Several studies have shown that people with PD retain the ability to adapt and modify motor output. For instance, subjects with PD can adapt to prisms that alter visual input (Stern et al., 1988, Fernandez-Ruiz et al., 2003), adapt handwriting size in response to visual feedback that displays gain (Contreras-Vidal et al., 2002) and modify cadence appropriately with changes in walking speed (Morris et al., 1994). These results suggest that people with PD not only retain ability for motor adaptation but also that such adaptive strategies may provide functional benefit. Patients with PD also respond better to external rather than internally generated cues to trigger voluntary movement (Horstink et al., 1990, Bagley et al., 1991, Majsak et al., 1998, Marchese et al., 2000, Siegert et al., 2002). Treadmill training is beneficial in improving gait parameters and reducing the number of falls in people with PD (Pohl et al., 2003, Frenkel-Toledo et al., 2005, Protas et al., 2005). Additionally, training on the treadmill with body weight support has been shown to have both immediate and long-term effects on improving gait (Miyai et al., 2000 & 2002). However, no one has reported the capability of people with PD to adapt locomotor trajectory in response to stepping on a rotating platform.

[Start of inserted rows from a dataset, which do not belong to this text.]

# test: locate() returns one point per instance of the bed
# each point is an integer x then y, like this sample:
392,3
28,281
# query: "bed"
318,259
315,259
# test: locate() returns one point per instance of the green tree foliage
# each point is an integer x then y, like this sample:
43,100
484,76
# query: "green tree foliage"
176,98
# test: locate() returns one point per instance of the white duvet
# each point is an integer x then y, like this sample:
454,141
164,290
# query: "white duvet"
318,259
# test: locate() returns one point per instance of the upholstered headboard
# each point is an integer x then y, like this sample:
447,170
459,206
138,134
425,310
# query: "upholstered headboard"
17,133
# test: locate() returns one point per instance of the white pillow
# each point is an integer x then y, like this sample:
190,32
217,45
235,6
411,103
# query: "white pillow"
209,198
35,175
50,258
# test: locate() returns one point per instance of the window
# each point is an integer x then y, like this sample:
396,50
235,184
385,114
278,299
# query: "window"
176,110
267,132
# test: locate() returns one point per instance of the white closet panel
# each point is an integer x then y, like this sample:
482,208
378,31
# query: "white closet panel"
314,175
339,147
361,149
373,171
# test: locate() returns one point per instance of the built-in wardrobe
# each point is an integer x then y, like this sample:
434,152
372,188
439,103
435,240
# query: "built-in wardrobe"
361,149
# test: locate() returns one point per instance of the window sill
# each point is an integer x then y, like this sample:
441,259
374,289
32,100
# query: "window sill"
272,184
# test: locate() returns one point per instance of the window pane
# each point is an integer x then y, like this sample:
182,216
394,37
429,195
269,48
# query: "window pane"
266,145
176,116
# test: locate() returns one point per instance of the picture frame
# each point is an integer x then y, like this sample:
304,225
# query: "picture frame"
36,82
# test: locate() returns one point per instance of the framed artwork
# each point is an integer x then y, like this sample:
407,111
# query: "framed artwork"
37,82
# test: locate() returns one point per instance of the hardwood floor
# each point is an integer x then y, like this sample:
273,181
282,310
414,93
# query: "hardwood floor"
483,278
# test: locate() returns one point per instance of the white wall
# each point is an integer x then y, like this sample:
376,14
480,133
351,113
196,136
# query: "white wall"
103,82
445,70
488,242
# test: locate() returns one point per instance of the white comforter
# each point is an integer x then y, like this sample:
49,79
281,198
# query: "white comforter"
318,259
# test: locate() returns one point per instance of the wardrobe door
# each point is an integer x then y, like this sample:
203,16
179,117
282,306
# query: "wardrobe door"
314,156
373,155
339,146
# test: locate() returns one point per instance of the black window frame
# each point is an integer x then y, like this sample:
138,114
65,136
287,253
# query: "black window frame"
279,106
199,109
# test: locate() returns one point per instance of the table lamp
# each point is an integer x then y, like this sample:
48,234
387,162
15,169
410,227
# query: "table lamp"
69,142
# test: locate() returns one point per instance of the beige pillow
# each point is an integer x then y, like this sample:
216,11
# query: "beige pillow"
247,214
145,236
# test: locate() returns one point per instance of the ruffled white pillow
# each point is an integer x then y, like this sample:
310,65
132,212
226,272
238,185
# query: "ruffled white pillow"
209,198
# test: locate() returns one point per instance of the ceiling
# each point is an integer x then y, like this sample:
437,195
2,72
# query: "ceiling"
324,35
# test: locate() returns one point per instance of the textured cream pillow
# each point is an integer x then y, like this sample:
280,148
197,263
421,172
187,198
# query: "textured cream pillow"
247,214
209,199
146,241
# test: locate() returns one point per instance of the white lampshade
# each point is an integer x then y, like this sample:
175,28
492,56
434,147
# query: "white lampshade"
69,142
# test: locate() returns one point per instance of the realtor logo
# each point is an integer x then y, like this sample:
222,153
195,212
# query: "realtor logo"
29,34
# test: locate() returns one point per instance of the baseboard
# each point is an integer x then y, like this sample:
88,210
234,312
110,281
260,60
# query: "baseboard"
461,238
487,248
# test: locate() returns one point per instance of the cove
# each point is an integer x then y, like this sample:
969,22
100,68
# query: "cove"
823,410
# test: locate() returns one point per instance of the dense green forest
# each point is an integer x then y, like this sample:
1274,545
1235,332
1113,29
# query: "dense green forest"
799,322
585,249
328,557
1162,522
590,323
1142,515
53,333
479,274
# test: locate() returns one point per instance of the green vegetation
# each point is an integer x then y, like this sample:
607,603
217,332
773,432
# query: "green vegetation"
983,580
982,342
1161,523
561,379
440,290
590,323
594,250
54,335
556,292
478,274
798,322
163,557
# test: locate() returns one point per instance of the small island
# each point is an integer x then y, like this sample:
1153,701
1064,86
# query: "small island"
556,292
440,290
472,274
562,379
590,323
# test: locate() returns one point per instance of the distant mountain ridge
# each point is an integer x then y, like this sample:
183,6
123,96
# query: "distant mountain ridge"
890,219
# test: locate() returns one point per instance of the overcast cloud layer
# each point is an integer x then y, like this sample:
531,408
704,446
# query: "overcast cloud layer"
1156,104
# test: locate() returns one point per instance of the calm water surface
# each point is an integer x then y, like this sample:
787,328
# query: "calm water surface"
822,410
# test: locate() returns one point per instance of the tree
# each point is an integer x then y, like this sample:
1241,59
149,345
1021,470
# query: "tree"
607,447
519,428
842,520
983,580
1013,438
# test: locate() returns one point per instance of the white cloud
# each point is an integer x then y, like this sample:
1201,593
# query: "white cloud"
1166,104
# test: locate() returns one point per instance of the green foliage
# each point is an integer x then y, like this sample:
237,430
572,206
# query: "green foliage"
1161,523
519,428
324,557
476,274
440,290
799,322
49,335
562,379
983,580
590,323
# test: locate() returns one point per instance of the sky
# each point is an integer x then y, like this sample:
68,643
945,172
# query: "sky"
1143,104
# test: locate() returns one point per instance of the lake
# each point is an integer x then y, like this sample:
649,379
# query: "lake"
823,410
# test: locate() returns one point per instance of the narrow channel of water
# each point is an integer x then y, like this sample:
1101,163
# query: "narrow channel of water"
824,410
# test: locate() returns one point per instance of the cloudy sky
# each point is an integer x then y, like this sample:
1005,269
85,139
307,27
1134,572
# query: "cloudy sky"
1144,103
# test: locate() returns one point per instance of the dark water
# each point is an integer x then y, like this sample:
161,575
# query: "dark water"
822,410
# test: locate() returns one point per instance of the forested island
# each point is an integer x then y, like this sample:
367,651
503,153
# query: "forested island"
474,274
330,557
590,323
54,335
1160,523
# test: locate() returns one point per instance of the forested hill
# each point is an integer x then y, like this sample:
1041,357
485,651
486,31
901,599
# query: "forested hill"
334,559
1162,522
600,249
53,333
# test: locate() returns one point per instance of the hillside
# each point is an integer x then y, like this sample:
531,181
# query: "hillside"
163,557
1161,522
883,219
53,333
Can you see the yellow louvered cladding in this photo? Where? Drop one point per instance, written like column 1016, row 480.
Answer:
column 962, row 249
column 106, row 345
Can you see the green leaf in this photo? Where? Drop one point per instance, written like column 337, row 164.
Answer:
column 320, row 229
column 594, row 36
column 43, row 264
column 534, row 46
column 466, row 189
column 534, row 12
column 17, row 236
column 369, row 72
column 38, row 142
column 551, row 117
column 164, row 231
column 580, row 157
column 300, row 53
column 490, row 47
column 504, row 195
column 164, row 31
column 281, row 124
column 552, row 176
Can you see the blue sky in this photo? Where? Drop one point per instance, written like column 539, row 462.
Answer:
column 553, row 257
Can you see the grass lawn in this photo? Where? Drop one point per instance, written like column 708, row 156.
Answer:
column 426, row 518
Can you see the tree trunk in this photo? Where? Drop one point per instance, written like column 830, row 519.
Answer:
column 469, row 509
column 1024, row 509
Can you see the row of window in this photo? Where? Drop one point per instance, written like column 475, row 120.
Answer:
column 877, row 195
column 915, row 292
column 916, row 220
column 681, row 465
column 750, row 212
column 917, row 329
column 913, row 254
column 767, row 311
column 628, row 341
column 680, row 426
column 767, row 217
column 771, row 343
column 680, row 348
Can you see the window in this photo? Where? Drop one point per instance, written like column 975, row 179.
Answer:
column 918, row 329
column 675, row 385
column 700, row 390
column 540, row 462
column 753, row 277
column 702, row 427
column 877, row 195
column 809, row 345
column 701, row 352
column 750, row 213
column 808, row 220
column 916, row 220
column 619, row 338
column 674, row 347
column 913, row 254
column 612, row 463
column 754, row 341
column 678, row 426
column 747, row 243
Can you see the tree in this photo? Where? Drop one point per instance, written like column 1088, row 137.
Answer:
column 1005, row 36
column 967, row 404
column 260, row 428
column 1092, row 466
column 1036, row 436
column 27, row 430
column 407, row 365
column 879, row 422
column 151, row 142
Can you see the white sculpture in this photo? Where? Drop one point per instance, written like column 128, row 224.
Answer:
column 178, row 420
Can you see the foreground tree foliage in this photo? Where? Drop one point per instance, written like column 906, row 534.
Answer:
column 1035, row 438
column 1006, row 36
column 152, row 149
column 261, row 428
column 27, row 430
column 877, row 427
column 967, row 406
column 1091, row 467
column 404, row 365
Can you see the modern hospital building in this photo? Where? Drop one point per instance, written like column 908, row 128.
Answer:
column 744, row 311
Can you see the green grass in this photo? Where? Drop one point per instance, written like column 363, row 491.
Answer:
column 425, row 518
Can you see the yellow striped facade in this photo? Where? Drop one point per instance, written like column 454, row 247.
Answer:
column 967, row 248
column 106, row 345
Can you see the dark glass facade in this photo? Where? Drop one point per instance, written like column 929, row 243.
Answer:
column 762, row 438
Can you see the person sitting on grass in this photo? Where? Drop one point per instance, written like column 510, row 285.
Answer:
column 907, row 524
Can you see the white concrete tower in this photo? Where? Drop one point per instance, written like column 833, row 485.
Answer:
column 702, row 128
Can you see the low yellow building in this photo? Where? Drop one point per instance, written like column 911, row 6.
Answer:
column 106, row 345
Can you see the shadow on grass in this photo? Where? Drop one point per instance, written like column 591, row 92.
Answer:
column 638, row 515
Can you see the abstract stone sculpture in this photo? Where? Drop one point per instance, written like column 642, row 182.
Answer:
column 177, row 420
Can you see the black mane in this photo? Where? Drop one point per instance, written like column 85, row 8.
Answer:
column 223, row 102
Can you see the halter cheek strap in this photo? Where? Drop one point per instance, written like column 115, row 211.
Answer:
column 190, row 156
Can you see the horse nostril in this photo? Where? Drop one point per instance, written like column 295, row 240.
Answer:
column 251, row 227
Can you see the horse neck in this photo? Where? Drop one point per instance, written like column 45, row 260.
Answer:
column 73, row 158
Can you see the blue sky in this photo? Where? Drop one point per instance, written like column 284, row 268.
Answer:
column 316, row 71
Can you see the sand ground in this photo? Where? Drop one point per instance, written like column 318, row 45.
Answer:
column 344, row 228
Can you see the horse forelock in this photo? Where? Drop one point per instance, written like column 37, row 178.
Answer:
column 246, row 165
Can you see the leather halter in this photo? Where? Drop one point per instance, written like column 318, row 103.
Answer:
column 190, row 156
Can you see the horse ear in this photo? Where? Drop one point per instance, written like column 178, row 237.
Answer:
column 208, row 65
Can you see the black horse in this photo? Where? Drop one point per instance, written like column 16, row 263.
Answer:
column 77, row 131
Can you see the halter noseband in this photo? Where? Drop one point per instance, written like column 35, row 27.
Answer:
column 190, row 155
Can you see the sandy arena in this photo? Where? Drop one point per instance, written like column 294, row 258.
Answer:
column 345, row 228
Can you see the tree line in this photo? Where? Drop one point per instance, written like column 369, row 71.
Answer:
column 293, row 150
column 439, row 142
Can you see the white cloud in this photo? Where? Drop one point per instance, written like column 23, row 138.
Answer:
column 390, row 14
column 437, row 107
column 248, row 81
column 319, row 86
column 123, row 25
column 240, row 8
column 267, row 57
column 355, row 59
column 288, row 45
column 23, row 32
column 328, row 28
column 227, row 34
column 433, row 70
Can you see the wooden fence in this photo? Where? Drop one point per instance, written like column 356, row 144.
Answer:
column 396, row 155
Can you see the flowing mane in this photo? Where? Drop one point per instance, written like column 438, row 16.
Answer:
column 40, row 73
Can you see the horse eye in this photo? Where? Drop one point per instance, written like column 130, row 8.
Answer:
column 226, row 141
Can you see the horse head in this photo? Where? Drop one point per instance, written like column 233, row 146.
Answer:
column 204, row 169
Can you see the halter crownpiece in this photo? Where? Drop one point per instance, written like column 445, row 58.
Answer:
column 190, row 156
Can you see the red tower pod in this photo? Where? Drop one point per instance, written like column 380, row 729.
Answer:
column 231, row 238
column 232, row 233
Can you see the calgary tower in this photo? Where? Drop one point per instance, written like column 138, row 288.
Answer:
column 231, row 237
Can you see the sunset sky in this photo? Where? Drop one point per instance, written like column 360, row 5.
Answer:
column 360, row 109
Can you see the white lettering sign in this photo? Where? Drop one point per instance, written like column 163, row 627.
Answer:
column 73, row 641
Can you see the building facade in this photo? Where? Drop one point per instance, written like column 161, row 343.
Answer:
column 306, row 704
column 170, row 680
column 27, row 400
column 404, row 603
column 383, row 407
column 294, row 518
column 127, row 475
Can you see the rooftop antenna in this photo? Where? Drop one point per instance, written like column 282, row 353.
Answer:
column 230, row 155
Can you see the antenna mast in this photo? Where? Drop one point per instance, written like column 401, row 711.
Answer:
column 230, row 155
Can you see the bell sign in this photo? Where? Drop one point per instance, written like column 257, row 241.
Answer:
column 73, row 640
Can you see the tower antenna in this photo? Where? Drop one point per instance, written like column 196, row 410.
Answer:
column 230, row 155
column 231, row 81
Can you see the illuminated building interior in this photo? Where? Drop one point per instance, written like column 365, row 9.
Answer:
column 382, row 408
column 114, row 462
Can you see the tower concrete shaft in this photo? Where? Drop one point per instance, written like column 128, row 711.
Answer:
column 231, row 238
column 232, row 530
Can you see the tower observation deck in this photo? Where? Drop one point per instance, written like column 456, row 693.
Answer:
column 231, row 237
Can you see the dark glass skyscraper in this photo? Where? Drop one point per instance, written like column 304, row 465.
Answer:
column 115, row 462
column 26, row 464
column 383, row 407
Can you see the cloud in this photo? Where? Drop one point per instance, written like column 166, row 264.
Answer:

The primary aim of this pilot study was to determine whether people with PD retain the ability to adapt to PK stimulation and demonstrate PKAR after walking on the rotating platform. In designing a PK stimulation protocol appropriate for those with PD, who may have difficulty completing a long, continuous PK stimulation session, we also needed to determine whether multiple short interval exposures to PK stimulation elicit robust PKAR as effectively as a single long exposure to PK stimulation.

2. RESULTS

2.1 Study 1: Continuous vs. interval PK stimulation

PKAR following 5 minute intervals of PK stimulation was similar to that following 15 minutes of continuous PK stimulation. Velocity profiles during 30 minutes of PKAR response for one young control subject following continuous and interval PK stimulation are shown in Figure 1a. Figure 1b shows group data for continuous and interval protocols.

Figure 1.

Figure 1

A. Illustration of individual plots of a young control subject’s trunk angular velocities during 30 minutes of PKAR after long continuous PK stimulation (filled circles) versus PK stimulation in short intervals (open triangles). Note the similarities between the two plots. B. Illustration of group plots of mean trunk angular velocities during 30 minutes of PKAR after long continuous PK stimulation (filled circles) versus PK stimulation is short intervals (open triangles). Standard deviation (SD) is marked at every minute. Note the overlap of the curves for the two conditions. Both protocols elicited robust PKAR responses.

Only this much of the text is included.